Marmeleiro/PR, Niquelândia/GO, Russas/CE, Piripiri/PI, Paragominas/PA são algumas das cidades onde há uma oportunidade de negócios na área de telecomunicações. A Anatel quer que estas áreas sejam foco de interesse de pequenos operadores, que oferecerão serviços de telefonia, competindo com as incumbents locais. Olhando apenas pelos nomes das cidades, o negócio pode parecer meio estranho. É para isso que existem as estatísticas, contudo.

Águas Lindas de Goiás/GO pode ser desconhecida de muita gente, mas uma cidade cujo crescimento demográfico é maior do que 10% ao ano merece, no mínimo, uma análise cuidadosa. O mesmo vale para mais de 20 localidades com mais de 100 mil habitantes onde há oferta para espelhinhos, Marabá/PA, Resende/RJ e Barretos/SP incluídas.

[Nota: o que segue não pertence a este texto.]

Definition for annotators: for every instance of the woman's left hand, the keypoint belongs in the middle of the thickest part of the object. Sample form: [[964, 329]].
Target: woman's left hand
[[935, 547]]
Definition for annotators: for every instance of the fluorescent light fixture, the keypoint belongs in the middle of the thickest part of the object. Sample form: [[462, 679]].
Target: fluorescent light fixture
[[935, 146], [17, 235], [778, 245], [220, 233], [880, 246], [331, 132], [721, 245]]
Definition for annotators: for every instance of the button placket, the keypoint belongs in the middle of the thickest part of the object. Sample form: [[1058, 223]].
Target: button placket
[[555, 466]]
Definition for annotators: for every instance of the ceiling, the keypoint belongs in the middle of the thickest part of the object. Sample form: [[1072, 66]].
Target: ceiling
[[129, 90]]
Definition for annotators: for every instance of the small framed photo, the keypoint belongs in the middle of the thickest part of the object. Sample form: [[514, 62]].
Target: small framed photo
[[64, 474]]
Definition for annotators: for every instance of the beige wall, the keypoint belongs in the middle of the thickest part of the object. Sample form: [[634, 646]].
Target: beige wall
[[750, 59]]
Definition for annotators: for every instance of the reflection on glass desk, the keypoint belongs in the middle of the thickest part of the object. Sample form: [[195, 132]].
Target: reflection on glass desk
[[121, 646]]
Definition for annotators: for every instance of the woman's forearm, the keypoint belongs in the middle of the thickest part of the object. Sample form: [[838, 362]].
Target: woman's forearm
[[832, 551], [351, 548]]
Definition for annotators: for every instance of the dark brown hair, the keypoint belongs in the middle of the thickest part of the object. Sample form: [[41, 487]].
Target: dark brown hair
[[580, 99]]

A estatística mostra a diversidade de oportunidades que se abrem para quem vislumbra o negócio de espelhinhos. Desde localidades com teledensidade de apenas 0,01% (em 26 mil habitantes), como Augusto Corrêa/PA, até pontos turísticos como Balneário Camboriú/SC, onde a teledensidade supera os 45%.

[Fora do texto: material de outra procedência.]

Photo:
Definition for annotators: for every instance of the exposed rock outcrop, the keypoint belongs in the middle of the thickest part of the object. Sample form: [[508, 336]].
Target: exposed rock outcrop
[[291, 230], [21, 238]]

Algumas praças em regiões metropolitanas importantes, como Ferraz de Vasconcelos ou Santana do Parnaíba, nas vizinhanças de São Paulo, estão em licitação e podem, um dia, interessar a quem for operar na capital paulistana. Santana do Parnaíba, inclusive, conta com 2,5 mil domicílios classificados sócio-economicamente no nível mais alto possível.

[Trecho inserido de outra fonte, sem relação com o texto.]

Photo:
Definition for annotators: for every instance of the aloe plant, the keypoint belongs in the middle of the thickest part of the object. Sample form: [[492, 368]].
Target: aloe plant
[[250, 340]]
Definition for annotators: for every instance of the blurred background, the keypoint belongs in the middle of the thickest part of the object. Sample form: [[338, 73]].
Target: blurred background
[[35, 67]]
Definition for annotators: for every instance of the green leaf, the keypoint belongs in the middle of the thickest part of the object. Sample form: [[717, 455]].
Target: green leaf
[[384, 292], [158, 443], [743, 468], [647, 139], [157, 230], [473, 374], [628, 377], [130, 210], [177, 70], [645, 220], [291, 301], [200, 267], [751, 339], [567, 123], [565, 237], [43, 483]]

MATRIZ DE OPORTUNIDADES (NA PRIMEIRA LICITAÇÃO)
Áreas com espelhinhos 482
Área cobertas por operadoras de TV paga 35
Áreas com operações de TV paga em instalação 53
Áreas com licitação de TV paga realizada 40
Áreas com TV paga em licitação 193

TV por assinatura

Mas não é apenas aí que as oportunidades aparecem com dados interessantes. Olhando as áreas em que o governo pretende licitar espelhinhos nesta primeira leva de editais, nota-se nada menos do que 35 localidades com operações em funcionamento de TV paga (16 de cabo e 19 de MMDS), sendo que só a TVA, com o seu MMDS, cobre dez delas. A mesma TVA que, aliás, negociava a sua venda possivelmente para uma empresa de telecomunicações no início de junho. Além destas áreas, há outras 53 outorgas de TV paga que estavam em instalação no fechamento desta edição (ou seja, com as redes sendo construídas) e que coincidem com a licitação das espelhinhos. E mais 40 em que já houve licitação de cabo e MMDS e aguarda-se apenas a assinatura de contrato das vencedoras para que as construções comecem.

Mas a maior prova de que a Anatel pensou em forçar uma convergência entre TV paga e espelhinhos é o fato de estar licitando um total de 193 outorgas de cabo ou MMDS ao mesmo tempo e nas mesmas áreas em que licita as futuras competidoras das teles.

Em resumo, só nesta primeira licitação de espelhinhos há chances concretas de que 128 áreas com TV paga licitada tenham também uma espelhinho.E este número, na expectativa da Anatel, deve chegar a cerca de 500.